That seems unusual in the midst of a cost of living crisis. It does. In fact, Wrap found that people are eating out less overall but wasting more food when they do. On average people said they were eating out 5.2 times per month in 2022, down from 5.6 times in March 2020.

So what’s to blame for all this plate waste? By far and away the biggest factor is portion size; 40% of those surveyed said the main reason for leaving food uneaten was that the portion size was larger than expected, while 11% said it was because they ordered too much. For 15% the issue was that the meal included things like salad and garnishes that they didn’t like or fancy and 10% cited not liking the taste of the food.

Haven’t large portion sizes always been a significant driver of plate waste? They have but the problem appears to be getting worse. More than one in five people (22%) surveyed last year said the portion size of one or more of the dishes at their most recent sit-down meal was ‘too much’, up from 17% in March 2020.

So operators just need to offer smaller portions? It’s not quite as simple as that. Wrap’s director of business collaboration and change, Catherine David, explained that “large portions can be linked with [people’s] perception of value for money” – an important selling point for businesses at a time of tight disposable incomes. However there is a sizeable cohort of diners who are open to operators doing things differently: 71% are positive about the idea of having a greater range of portion sizes to choose from and 72% are positive about the sizes of portions being reflected in the price.

Do people care about all of this waste being generated when eating out? Mostly they do. More than three in five people (63%) said they were concerned about wasting food when they eat out. The environmental impact of food waste is considered less of a worry than concern over wasting their own money.

What’s stopping people taking leftover food home with them? Nothing in theory but in practice there are several barriers. Although almost half (47%) said they often or occasionally ask for doggy bags to take leftovers home (up from 43% in 2020), the social embarrassment of doing so is identified as a key barrier to further adoption.

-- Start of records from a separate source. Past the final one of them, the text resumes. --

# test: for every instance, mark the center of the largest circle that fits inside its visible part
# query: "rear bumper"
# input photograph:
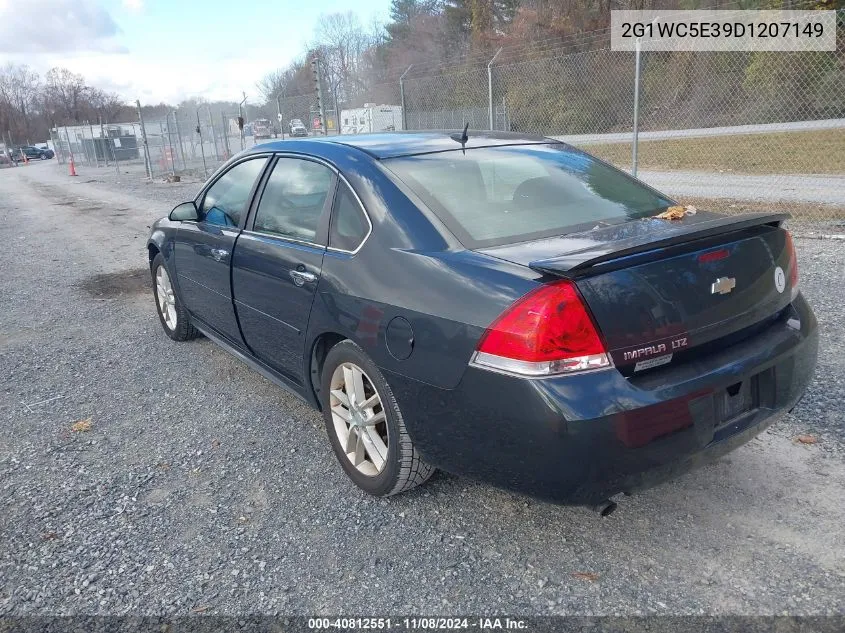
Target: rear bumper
(582, 438)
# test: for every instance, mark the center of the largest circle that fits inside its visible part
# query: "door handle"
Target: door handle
(302, 277)
(219, 254)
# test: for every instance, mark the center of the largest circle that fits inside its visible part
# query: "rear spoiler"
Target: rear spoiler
(665, 235)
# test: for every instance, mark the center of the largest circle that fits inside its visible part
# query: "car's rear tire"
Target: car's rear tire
(174, 318)
(366, 430)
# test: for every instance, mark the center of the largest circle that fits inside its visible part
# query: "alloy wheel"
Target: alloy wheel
(359, 419)
(166, 298)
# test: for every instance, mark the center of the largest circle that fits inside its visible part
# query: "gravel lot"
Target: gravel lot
(202, 485)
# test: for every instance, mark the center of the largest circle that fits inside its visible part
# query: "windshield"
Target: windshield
(501, 195)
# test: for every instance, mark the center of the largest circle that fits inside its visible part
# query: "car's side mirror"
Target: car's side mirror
(185, 212)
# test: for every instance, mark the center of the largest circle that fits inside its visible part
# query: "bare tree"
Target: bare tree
(67, 91)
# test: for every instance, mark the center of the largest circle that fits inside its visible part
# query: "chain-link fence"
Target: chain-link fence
(731, 131)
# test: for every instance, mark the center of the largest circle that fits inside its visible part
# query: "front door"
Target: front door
(203, 249)
(277, 262)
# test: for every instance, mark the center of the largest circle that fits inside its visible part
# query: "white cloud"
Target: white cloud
(153, 80)
(51, 26)
(135, 6)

Could operators not take the embarrassment away by proactively offering to package up leftovers? Good point, and the survey suggests just 32% of venues currently do this often or occasionally despite there being appetite for it among customers. In fact, almost two thirds (64%) of people surveyed were very or fairly positive about being proactively offered a doggy bag to take leftovers home. Andrea Zick from the Oxo Tower Restaurant, Bar & Brasserie said “there still seems to be stigma around asking to take leftovers home, so we make a conscious effort to offer this to all guests”. She added that having these conversations at the table helps the front of house team identify dishes that are often uneaten “so we can look at actions to take”.

What kind of other actions can businesses take? As well as enthusiasm for being proactively offered a doggy bag and for venues providing a wider range and price of portion sizes, Wrap’s research found that 63% of people were positive towards more guidance being offered by waiting staff on the size of portions they could expect to receive. Over half (53%), meanwhile, said they would find it useful to have clear information about sides and garnishes, including the choice to have something different or not at all. Indeed, the only proposal that divided opinion was the idea of reducing portion sizes to keep prices the same given the current high rate of inflation. Around one in three (34%) said they were positive to this idea, whereas a similar proportion (29%) were negative. On balance, however, the research found “there are several simple changes and tactics that can be adopted by businesses to ensure that we are feeding people and not bins,” said Wrap’s David.